ボーナス支給日前に退職したら受け取れない?

解雇・退職

「ボーナスをもらってから辞めよう」と考えている人、今この瞬間もたくさんいるはずです。夏・冬のボーナスシーズンは、転職を決断するタイミングと重なりやすい。でも、辞め方を間違えると支給されないケースがあります。

この話題について、出典:Yahoo!ニュースでも取り上げられ、注目を集めています。

結論から言います。支給日に在籍していれば、原則としてボーナスは受け取れます。ただし、条件があります。社労士の立場から、正確に解説します。

「支給日在籍要件」とは何か

多くの会社の就業規則には、こう書かれています。

「賞与支給日に在籍している者に支給する」

これを支給日在籍要件と言います。法律上、ボーナスの金額や支給基準は会社が自由に決められます。だから、この条件自体は基本的に有効です。

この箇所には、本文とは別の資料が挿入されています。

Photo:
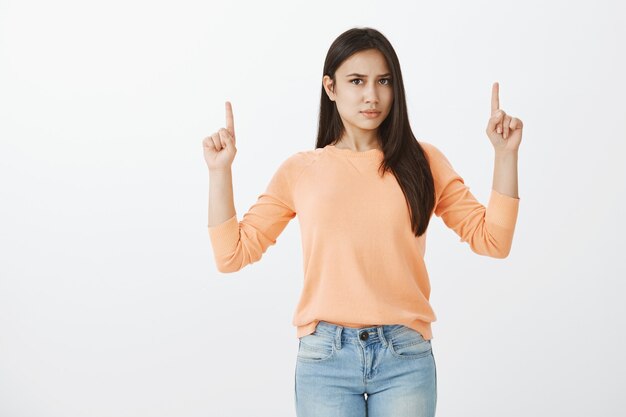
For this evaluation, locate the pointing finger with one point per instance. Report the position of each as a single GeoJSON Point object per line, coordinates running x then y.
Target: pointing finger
{"type": "Point", "coordinates": [495, 100]}
{"type": "Point", "coordinates": [230, 121]}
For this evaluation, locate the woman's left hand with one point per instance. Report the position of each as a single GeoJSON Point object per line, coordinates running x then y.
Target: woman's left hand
{"type": "Point", "coordinates": [504, 131]}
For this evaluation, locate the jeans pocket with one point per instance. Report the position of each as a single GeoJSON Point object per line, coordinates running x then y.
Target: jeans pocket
{"type": "Point", "coordinates": [315, 347]}
{"type": "Point", "coordinates": [409, 344]}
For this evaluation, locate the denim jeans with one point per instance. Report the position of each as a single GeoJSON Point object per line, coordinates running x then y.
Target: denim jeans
{"type": "Point", "coordinates": [378, 371]}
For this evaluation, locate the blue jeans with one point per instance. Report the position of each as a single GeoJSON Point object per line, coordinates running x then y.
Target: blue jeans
{"type": "Point", "coordinates": [378, 371]}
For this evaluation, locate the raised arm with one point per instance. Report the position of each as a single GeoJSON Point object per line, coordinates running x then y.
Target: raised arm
{"type": "Point", "coordinates": [239, 243]}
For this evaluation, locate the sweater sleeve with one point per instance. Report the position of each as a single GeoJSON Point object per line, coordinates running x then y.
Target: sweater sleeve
{"type": "Point", "coordinates": [488, 230]}
{"type": "Point", "coordinates": [239, 243]}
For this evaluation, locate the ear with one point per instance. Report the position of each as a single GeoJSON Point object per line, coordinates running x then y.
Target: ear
{"type": "Point", "coordinates": [327, 82]}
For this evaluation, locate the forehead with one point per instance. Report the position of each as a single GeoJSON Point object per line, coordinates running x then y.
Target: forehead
{"type": "Point", "coordinates": [365, 62]}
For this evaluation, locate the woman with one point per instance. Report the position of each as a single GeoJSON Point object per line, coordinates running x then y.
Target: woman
{"type": "Point", "coordinates": [364, 197]}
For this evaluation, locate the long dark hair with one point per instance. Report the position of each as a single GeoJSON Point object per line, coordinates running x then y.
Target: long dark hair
{"type": "Point", "coordinates": [404, 156]}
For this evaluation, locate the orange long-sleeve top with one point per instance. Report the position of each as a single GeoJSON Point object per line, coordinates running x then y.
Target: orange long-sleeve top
{"type": "Point", "coordinates": [357, 242]}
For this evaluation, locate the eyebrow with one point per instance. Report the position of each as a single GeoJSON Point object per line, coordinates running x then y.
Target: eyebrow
{"type": "Point", "coordinates": [365, 76]}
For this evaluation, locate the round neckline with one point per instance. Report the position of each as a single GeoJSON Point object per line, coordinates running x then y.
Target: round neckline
{"type": "Point", "coordinates": [354, 154]}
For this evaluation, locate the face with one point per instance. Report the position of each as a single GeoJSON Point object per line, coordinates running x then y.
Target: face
{"type": "Point", "coordinates": [371, 89]}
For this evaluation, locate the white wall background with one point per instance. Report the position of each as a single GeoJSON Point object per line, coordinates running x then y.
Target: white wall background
{"type": "Point", "coordinates": [110, 302]}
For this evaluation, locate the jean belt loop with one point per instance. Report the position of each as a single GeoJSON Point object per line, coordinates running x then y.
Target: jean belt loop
{"type": "Point", "coordinates": [338, 331]}
{"type": "Point", "coordinates": [381, 335]}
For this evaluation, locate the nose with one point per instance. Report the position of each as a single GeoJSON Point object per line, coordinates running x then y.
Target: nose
{"type": "Point", "coordinates": [371, 95]}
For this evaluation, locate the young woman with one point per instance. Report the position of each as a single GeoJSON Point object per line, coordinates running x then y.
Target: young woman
{"type": "Point", "coordinates": [364, 198]}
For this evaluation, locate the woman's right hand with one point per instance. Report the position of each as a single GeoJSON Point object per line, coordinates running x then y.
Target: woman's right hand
{"type": "Point", "coordinates": [219, 148]}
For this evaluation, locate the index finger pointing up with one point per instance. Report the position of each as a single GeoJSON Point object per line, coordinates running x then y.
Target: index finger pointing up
{"type": "Point", "coordinates": [495, 101]}
{"type": "Point", "coordinates": [230, 122]}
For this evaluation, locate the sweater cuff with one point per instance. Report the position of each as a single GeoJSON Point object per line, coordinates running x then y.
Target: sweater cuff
{"type": "Point", "coordinates": [502, 210]}
{"type": "Point", "coordinates": [224, 236]}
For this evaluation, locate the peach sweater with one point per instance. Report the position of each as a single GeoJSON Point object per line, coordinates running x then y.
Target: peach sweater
{"type": "Point", "coordinates": [357, 242]}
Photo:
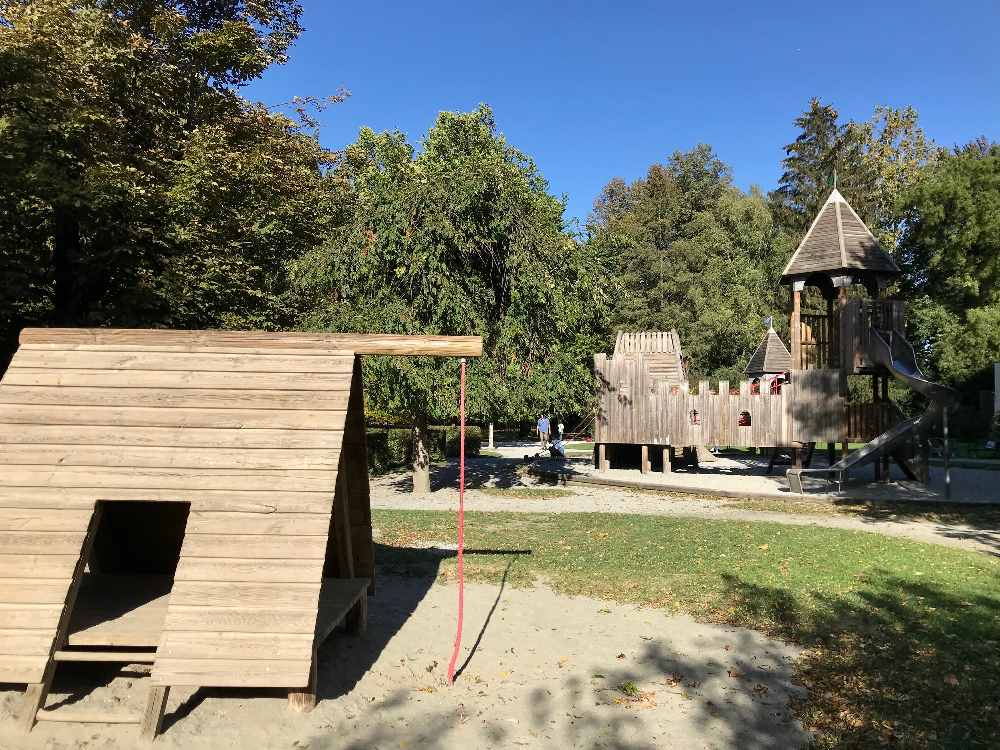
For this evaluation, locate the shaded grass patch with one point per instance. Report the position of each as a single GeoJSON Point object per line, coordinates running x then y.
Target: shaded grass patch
{"type": "Point", "coordinates": [901, 638]}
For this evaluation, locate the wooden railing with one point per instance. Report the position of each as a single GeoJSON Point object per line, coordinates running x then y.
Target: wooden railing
{"type": "Point", "coordinates": [857, 317]}
{"type": "Point", "coordinates": [868, 420]}
{"type": "Point", "coordinates": [819, 341]}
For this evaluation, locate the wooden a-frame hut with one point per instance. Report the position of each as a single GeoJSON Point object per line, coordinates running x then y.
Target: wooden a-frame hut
{"type": "Point", "coordinates": [198, 499]}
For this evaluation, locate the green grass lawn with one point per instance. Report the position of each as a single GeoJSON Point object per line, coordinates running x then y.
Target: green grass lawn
{"type": "Point", "coordinates": [902, 639]}
{"type": "Point", "coordinates": [526, 493]}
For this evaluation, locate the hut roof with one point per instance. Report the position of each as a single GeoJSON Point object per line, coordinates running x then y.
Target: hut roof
{"type": "Point", "coordinates": [838, 241]}
{"type": "Point", "coordinates": [771, 356]}
{"type": "Point", "coordinates": [661, 351]}
{"type": "Point", "coordinates": [648, 342]}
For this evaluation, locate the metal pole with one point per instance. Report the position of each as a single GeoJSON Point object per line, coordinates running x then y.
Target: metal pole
{"type": "Point", "coordinates": [947, 456]}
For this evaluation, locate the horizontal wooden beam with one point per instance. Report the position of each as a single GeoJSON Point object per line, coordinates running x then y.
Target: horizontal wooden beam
{"type": "Point", "coordinates": [122, 657]}
{"type": "Point", "coordinates": [442, 346]}
{"type": "Point", "coordinates": [82, 717]}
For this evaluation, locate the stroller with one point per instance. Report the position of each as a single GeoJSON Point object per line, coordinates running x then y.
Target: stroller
{"type": "Point", "coordinates": [554, 449]}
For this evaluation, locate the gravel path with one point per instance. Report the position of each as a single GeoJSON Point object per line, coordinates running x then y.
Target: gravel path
{"type": "Point", "coordinates": [393, 491]}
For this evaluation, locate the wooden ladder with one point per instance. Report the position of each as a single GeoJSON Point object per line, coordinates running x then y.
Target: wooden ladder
{"type": "Point", "coordinates": [33, 704]}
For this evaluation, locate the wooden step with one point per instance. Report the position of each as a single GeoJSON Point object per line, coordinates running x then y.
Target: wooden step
{"type": "Point", "coordinates": [83, 717]}
{"type": "Point", "coordinates": [121, 657]}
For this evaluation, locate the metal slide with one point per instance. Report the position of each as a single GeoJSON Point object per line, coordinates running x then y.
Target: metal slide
{"type": "Point", "coordinates": [898, 357]}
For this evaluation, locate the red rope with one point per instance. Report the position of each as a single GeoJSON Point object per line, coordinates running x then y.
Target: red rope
{"type": "Point", "coordinates": [461, 525]}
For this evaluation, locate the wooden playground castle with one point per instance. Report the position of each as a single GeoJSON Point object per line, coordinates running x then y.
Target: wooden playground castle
{"type": "Point", "coordinates": [193, 500]}
{"type": "Point", "coordinates": [644, 403]}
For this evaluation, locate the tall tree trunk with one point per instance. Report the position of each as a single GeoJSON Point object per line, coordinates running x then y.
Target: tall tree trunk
{"type": "Point", "coordinates": [421, 458]}
{"type": "Point", "coordinates": [66, 266]}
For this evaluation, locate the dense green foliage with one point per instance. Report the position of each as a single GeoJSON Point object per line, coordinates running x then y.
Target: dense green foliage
{"type": "Point", "coordinates": [872, 163]}
{"type": "Point", "coordinates": [460, 238]}
{"type": "Point", "coordinates": [950, 252]}
{"type": "Point", "coordinates": [391, 448]}
{"type": "Point", "coordinates": [136, 186]}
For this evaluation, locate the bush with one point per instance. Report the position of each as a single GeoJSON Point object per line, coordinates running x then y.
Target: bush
{"type": "Point", "coordinates": [392, 448]}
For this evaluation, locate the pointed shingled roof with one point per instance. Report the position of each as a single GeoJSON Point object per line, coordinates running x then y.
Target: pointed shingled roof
{"type": "Point", "coordinates": [838, 241]}
{"type": "Point", "coordinates": [771, 356]}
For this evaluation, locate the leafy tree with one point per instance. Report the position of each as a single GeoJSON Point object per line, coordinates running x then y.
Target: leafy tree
{"type": "Point", "coordinates": [136, 186]}
{"type": "Point", "coordinates": [462, 238]}
{"type": "Point", "coordinates": [950, 246]}
{"type": "Point", "coordinates": [693, 253]}
{"type": "Point", "coordinates": [873, 162]}
{"type": "Point", "coordinates": [824, 147]}
{"type": "Point", "coordinates": [950, 255]}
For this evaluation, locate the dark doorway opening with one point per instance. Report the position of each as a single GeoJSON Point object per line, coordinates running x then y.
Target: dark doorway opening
{"type": "Point", "coordinates": [139, 538]}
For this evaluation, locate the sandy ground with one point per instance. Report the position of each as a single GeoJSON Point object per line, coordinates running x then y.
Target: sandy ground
{"type": "Point", "coordinates": [538, 669]}
{"type": "Point", "coordinates": [393, 491]}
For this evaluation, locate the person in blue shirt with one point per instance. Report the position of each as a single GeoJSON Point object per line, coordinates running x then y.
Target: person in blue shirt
{"type": "Point", "coordinates": [544, 430]}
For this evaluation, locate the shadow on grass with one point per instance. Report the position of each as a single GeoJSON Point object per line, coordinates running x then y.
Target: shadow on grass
{"type": "Point", "coordinates": [566, 712]}
{"type": "Point", "coordinates": [895, 662]}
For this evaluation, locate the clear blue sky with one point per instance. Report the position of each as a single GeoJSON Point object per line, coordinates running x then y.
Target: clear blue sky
{"type": "Point", "coordinates": [597, 90]}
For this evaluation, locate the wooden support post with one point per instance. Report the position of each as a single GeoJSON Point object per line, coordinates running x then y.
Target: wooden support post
{"type": "Point", "coordinates": [845, 347]}
{"type": "Point", "coordinates": [886, 460]}
{"type": "Point", "coordinates": [36, 693]}
{"type": "Point", "coordinates": [304, 700]}
{"type": "Point", "coordinates": [796, 332]}
{"type": "Point", "coordinates": [152, 717]}
{"type": "Point", "coordinates": [342, 528]}
{"type": "Point", "coordinates": [356, 621]}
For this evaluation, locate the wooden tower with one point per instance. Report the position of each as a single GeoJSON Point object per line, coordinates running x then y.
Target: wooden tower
{"type": "Point", "coordinates": [837, 254]}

📌 ポイント:支給日在籍要件は法律で認められた条件です。支給日の前日に退職したら、もらえない可能性が高い。支給日当日か、それ以降の退職日にするのが基本です。

ただし、例外もあります。

会社が退職を引き止めるために、わざと支給日を後ろにずらした。そういうケースでは、裁判で「在籍要件の適用が信義則違反」と判断されたことがあります。大和銀行事件(大阪地裁)などがその例です。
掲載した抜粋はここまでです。